A random sample is selected from the population, thus ensuring that the probability of observing the characteristic is the same for each case or sample unit OR the situation is repated numerous times, with the outcome each time independent of all other times.
The size of the sample or the number of repetitions is relatively large. Remember that N is the sample size--and P is the probability of a "success" (or that the event in which we are interested occurs). N*P and N*(1-P) must be at least 5, and it is preferable if they are at least 10. Recall in the skiing example that there were only 5 trials, and that the probability of breaking a leg was .2. N*P = 5 * .2 = 1; N * (1-P) = 5 * .8 = 4. So the skiing example really doesn't have enough trials to qualify--in order to say that a sample proportion of skiers who broke their legs fit the normal distribution, you'd have to have more skiers going down the hill.

an example

standard error

B. Sample Means

Roughly the same reasoning applies to sample means.

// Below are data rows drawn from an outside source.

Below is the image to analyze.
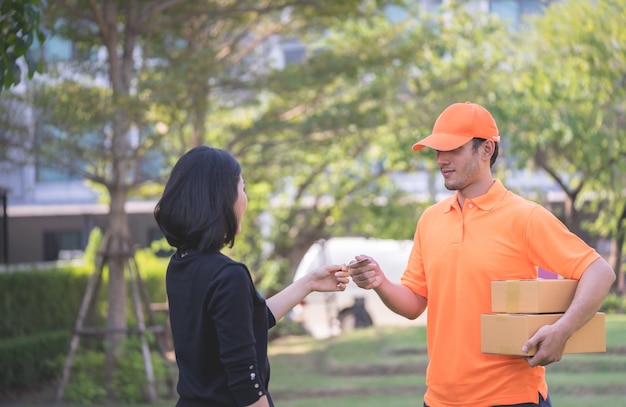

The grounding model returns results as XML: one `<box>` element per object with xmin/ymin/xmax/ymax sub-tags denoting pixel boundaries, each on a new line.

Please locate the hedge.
<box><xmin>0</xmin><ymin>252</ymin><xmax>169</xmax><ymax>396</ymax></box>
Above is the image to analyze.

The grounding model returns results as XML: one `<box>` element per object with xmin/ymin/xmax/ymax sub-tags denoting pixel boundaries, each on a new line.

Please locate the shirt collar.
<box><xmin>443</xmin><ymin>179</ymin><xmax>507</xmax><ymax>213</ymax></box>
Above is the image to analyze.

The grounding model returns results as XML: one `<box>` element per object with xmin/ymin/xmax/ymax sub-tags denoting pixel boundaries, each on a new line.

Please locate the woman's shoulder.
<box><xmin>197</xmin><ymin>251</ymin><xmax>252</xmax><ymax>281</ymax></box>
<box><xmin>169</xmin><ymin>250</ymin><xmax>249</xmax><ymax>279</ymax></box>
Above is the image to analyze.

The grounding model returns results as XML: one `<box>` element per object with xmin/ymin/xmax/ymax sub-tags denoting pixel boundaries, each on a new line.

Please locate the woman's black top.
<box><xmin>166</xmin><ymin>250</ymin><xmax>276</xmax><ymax>406</ymax></box>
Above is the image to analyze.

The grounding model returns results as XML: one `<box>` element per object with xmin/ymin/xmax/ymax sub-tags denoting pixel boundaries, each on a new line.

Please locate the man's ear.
<box><xmin>482</xmin><ymin>140</ymin><xmax>495</xmax><ymax>161</ymax></box>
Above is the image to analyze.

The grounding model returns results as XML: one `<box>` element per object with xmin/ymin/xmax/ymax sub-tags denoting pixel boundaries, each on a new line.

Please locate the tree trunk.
<box><xmin>613</xmin><ymin>238</ymin><xmax>624</xmax><ymax>293</ymax></box>
<box><xmin>561</xmin><ymin>185</ymin><xmax>585</xmax><ymax>239</ymax></box>
<box><xmin>612</xmin><ymin>206</ymin><xmax>626</xmax><ymax>298</ymax></box>
<box><xmin>103</xmin><ymin>184</ymin><xmax>131</xmax><ymax>387</ymax></box>
<box><xmin>98</xmin><ymin>0</ymin><xmax>136</xmax><ymax>385</ymax></box>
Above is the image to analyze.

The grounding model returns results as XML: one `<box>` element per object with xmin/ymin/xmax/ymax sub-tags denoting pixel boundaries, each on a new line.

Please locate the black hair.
<box><xmin>472</xmin><ymin>138</ymin><xmax>499</xmax><ymax>168</ymax></box>
<box><xmin>154</xmin><ymin>146</ymin><xmax>241</xmax><ymax>253</ymax></box>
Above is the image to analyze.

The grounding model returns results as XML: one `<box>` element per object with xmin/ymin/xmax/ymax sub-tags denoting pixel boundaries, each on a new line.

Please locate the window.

Throughout the last few lectures, we've discussed the reality that sometimes we just have one sample--we don't have perfect information about the system. So, we're estimating the mean--and fairly often, we're estimating the mean just from our one sample (not from multiple samples, and certainly not from the population). But imagine that you did have the luxury of running repeated samples. You could collect an infinite number (or very high number) of samples of the population that you're interested in, and then calculate out a mean from every one of those samples. You'd end up with a collection of data like this:

________________________

Sample 1 ---> Mean 1
Sample 2 ---> Mean 2
Sample 3 ---> Mean 3
.......
.......
.......
Sample 1,000,000 ----> Mean 1,000,000
Sample 1,000,001 ----> Mean 1,000,001

________________________

With this very large (even infinite) number of samples that you could draw from a population, the means wouldn't all be the same. The mean X of the sample that you drew today might be different than the mean X of the sample that you draw tomorrow.

So, those means can be thought of as a variable -- a continuous variable -- in and of themselves. Those means have a mean, and a standard deviation.

What can we expect for the possible distribution of sample means in repeated sampling from the same population. We call this rule the Normal Curve Approximation Rule for Sample Means of simply the Rule of Sample Means. It applies in the following types of situations:

Either the population is bell-shaped (normal) and a random sample of any size is measured, OR
The population is not bell-shaped--but a large random sample is measured.